As it turns out, Giraffe was one of the more technologically versatile bands, making intricate use of digital gear. Michael Abowd is actually the keyboard specialist of Guitar Showcase. “It sounds like it’s all fixed,” Allen laughs, “but it’s not. He’s kind of a figurehead around here, very knowledgeable about IBMs and Macs and how they relate to MIDI and all the keyboards.” Allen says that the store, one of the largest in California, emphasizes education along with supplying equipment through its Showcase Music Institute (SMI), with 25 teachers.

“Being in the heart of Silicon Valley - most of the people are pretty techy-oriented anyway. A lot of people already have a complete computer system and they’re just adding a keyboard. They’re not like keyboardists trying to add on computers. We have what we call MIDI Mondays, where we have a presentation of any MIDI product.”

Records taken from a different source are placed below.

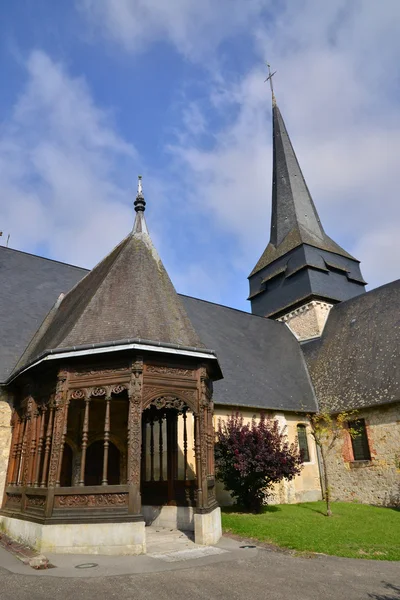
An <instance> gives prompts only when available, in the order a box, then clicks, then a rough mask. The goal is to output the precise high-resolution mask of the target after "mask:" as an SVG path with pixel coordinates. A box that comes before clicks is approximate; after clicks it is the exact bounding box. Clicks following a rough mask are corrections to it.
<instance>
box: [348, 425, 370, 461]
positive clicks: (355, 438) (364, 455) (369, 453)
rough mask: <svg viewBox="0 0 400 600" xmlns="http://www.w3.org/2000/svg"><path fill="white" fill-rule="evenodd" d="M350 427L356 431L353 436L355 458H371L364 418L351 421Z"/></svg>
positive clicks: (352, 438) (366, 458)
mask: <svg viewBox="0 0 400 600" xmlns="http://www.w3.org/2000/svg"><path fill="white" fill-rule="evenodd" d="M349 427H350V428H351V429H353V430H354V431H355V432H356V433H355V435H354V437H353V436H352V437H351V445H352V446H353V457H354V460H371V454H370V451H369V445H368V437H367V430H366V428H365V421H364V419H357V420H356V421H349Z"/></svg>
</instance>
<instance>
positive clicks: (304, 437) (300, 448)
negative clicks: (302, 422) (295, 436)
mask: <svg viewBox="0 0 400 600" xmlns="http://www.w3.org/2000/svg"><path fill="white" fill-rule="evenodd" d="M297 438H298V440H299V448H300V454H301V459H302V461H303V462H310V453H309V451H308V442H307V429H306V426H305V425H297Z"/></svg>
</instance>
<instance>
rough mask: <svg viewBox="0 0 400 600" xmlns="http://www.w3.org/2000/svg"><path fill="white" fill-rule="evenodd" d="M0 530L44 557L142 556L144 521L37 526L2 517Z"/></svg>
mask: <svg viewBox="0 0 400 600" xmlns="http://www.w3.org/2000/svg"><path fill="white" fill-rule="evenodd" d="M2 527H3V529H4V531H5V532H6V533H7V534H8V535H9V536H10V537H12V538H14V539H16V540H18V541H21V542H24V543H25V544H27V545H29V546H31V547H33V548H35V549H36V550H39V552H43V553H44V554H46V553H47V552H52V553H55V554H107V555H131V554H145V553H146V535H145V523H144V521H136V522H133V523H82V524H75V523H74V524H63V525H61V524H60V525H41V524H39V523H31V522H30V521H24V520H23V519H13V518H10V517H3V518H2Z"/></svg>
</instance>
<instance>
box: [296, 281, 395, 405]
mask: <svg viewBox="0 0 400 600" xmlns="http://www.w3.org/2000/svg"><path fill="white" fill-rule="evenodd" d="M302 349H303V351H304V355H305V357H306V360H307V363H308V366H309V372H310V375H311V379H312V381H313V384H314V389H315V392H316V394H317V397H318V402H319V404H320V406H321V407H322V408H323V409H328V410H331V411H333V412H339V411H342V410H348V409H358V408H362V407H370V406H376V405H379V404H386V403H389V402H396V401H399V400H400V280H397V281H393V282H392V283H388V284H387V285H384V286H382V287H379V288H376V289H374V290H372V291H370V292H367V293H365V294H362V295H360V296H357V297H356V298H352V299H351V300H347V301H346V302H341V303H340V304H337V305H335V306H334V307H333V308H332V309H331V311H330V314H329V317H328V320H327V323H326V325H325V329H324V332H323V335H322V337H321V338H320V339H319V340H317V341H314V342H308V343H304V344H302Z"/></svg>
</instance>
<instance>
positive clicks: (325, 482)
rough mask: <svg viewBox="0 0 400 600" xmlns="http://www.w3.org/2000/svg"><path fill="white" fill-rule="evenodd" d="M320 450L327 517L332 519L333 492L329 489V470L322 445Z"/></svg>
mask: <svg viewBox="0 0 400 600" xmlns="http://www.w3.org/2000/svg"><path fill="white" fill-rule="evenodd" d="M320 448H321V458H322V465H323V467H324V484H325V502H326V516H327V517H331V516H332V511H331V490H330V487H329V477H328V469H327V468H326V456H325V450H324V448H323V447H322V445H321V446H320Z"/></svg>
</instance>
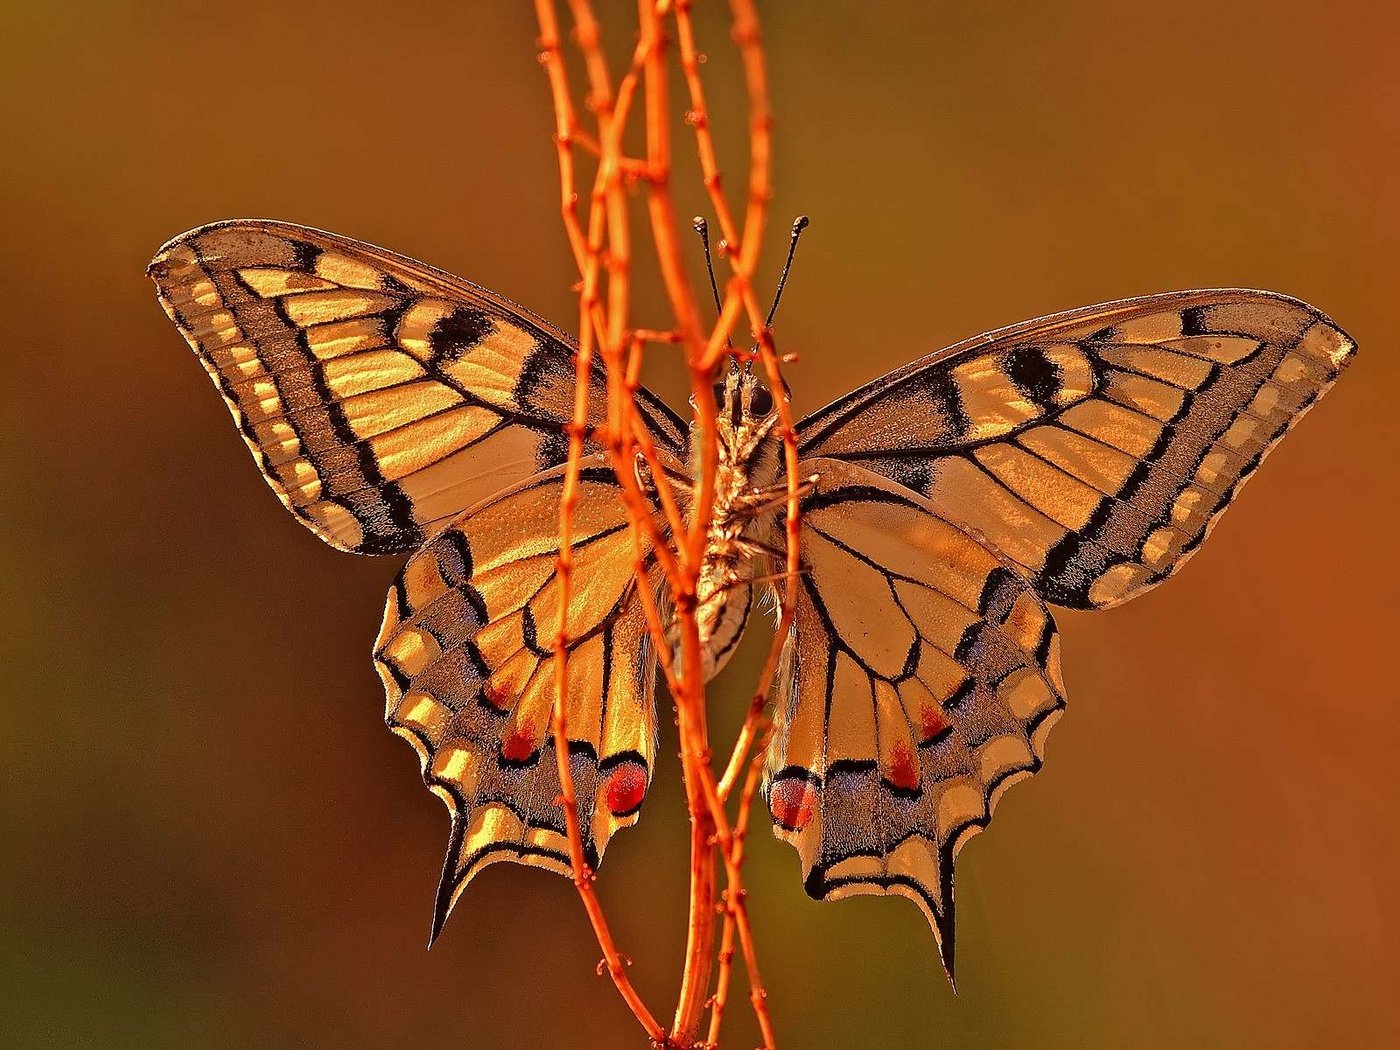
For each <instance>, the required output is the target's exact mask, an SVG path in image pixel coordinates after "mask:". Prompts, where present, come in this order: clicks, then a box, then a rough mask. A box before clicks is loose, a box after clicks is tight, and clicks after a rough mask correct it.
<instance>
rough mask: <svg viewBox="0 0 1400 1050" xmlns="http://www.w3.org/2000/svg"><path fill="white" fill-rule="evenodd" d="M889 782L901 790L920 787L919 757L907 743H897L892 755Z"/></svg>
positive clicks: (890, 758)
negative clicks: (918, 765)
mask: <svg viewBox="0 0 1400 1050" xmlns="http://www.w3.org/2000/svg"><path fill="white" fill-rule="evenodd" d="M889 783H890V784H893V785H895V787H897V788H899V790H900V791H916V790H917V788H918V759H917V757H916V756H914V749H913V748H910V746H909V745H907V743H896V745H895V753H893V755H892V756H890V766H889Z"/></svg>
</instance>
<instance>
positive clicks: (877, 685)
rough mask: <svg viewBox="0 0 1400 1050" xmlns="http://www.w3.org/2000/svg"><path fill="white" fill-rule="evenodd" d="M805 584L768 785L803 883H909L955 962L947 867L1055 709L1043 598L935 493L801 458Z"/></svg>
mask: <svg viewBox="0 0 1400 1050" xmlns="http://www.w3.org/2000/svg"><path fill="white" fill-rule="evenodd" d="M802 470H804V475H806V473H815V475H816V476H818V483H816V491H815V493H813V494H812V496H811V497H809V498H808V500H806V501H805V504H804V512H802V536H801V543H802V587H801V588H799V592H798V599H797V608H795V610H794V620H792V633H791V636H790V637H788V641H787V645H785V648H784V659H783V668H781V673H780V676H778V696H777V708H778V734H777V736H776V738H774V742H773V745H771V748H770V752H769V756H767V763H769V778H767V799H769V809H770V813H771V816H773V822H774V827H776V832H777V834H778V837H781V839H785V840H787V841H790V843H791V844H792V846H795V847H797V850H798V853H799V855H801V858H802V876H804V883H805V886H806V890H808V893H811V895H812V896H815V897H820V899H827V900H836V899H840V897H844V896H851V895H854V893H892V895H899V896H907V897H910V899H911V900H914V902H916V903H917V904H918V906H920V909H921V910H923V911H924V914H925V917H927V918H928V921H930V924H931V925H932V928H934V934H935V937H937V938H938V941H939V946H941V951H942V955H944V962H945V966H946V967H948V970H949V973H952V965H953V897H952V867H953V857H955V855H956V853H958V850H959V847H960V846H962V843H963V841H966V840H967V839H969V837H970V836H972V834H974V833H976V832H979V830H981V829H983V827H984V826H986V825H987V822H988V820H990V819H991V812H993V808H994V806H995V804H997V799H998V798H1000V797H1001V792H1002V791H1004V790H1005V788H1007V787H1008V785H1009V784H1011V783H1014V781H1015V780H1019V778H1023V777H1026V776H1030V774H1032V773H1035V771H1036V770H1037V769H1039V767H1040V760H1042V756H1043V748H1044V738H1046V734H1047V732H1049V729H1050V725H1051V724H1053V722H1054V720H1056V718H1057V717H1058V715H1060V713H1061V710H1063V708H1064V687H1063V682H1061V679H1060V657H1058V640H1057V636H1056V629H1054V622H1053V620H1051V617H1050V612H1049V609H1046V606H1044V603H1043V602H1042V601H1040V599H1039V598H1037V596H1036V594H1035V592H1033V591H1032V589H1030V585H1029V584H1028V582H1026V581H1025V580H1023V578H1021V575H1018V573H1016V571H1015V570H1014V568H1012V567H1011V566H1009V563H1008V561H1007V560H1005V559H1004V557H1002V556H1001V554H998V553H997V552H994V550H993V549H990V547H987V546H984V545H983V543H980V542H979V540H977V539H976V538H973V536H972V535H969V533H967V532H966V531H963V529H962V528H959V526H956V525H953V524H951V522H948V521H946V519H944V518H941V517H939V515H938V514H937V512H935V511H934V508H932V507H931V505H930V504H928V501H925V500H923V498H921V497H918V496H916V494H913V493H910V491H909V490H907V489H903V487H902V486H899V484H896V483H893V482H889V480H886V479H883V477H879V476H876V475H872V473H869V472H867V470H864V469H861V468H860V466H855V465H851V463H844V462H839V461H832V459H816V461H805V462H804V463H802Z"/></svg>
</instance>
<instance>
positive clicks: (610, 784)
mask: <svg viewBox="0 0 1400 1050" xmlns="http://www.w3.org/2000/svg"><path fill="white" fill-rule="evenodd" d="M645 795H647V770H644V769H643V767H641V766H640V764H637V763H636V762H627V763H623V764H622V766H619V767H617V769H615V770H613V771H612V773H609V774H608V785H606V787H605V788H603V802H605V804H606V805H608V809H609V812H612V815H613V816H627V815H630V813H634V812H636V811H637V809H638V808H640V806H641V799H643V798H645Z"/></svg>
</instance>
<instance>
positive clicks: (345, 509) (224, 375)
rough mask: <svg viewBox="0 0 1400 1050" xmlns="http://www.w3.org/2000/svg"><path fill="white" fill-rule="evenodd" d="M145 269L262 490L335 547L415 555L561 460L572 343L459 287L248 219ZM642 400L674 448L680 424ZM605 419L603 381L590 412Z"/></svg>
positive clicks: (301, 521) (565, 449)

Record producer Phil Ramone, who had had contact with Yamaha as a technical consultant before being drawn into the project, has been supportive from the outset. Still, he’d like to see a wider variety of styles represented - r&b, for instance - and the structure expanded: “Somehow it would be delicious to produce a show that would tour the country and grow in dimension.”

Ramone, produce of Billy Joel, Barbra Streisand, and Paul McCartney, hasn’t worked with any breaking acts lately but maintains an abiding belief in rising talent - the basis on which Sound Check operates. “I’d love to produce a new band. For my taste, it’s the era of the new band and not necessarily the singer-songwriter anymore. I think it’s a new cycle that’s about to start.”

Proceeds from sound Check - the finalist heat and the Cheap Trick concert that followed - went to the T.J. Martell Foundation for Leukemia, Cancer, and AIDS Research; a foundation which was founded in memory of CBS executive Tony Martell’s son.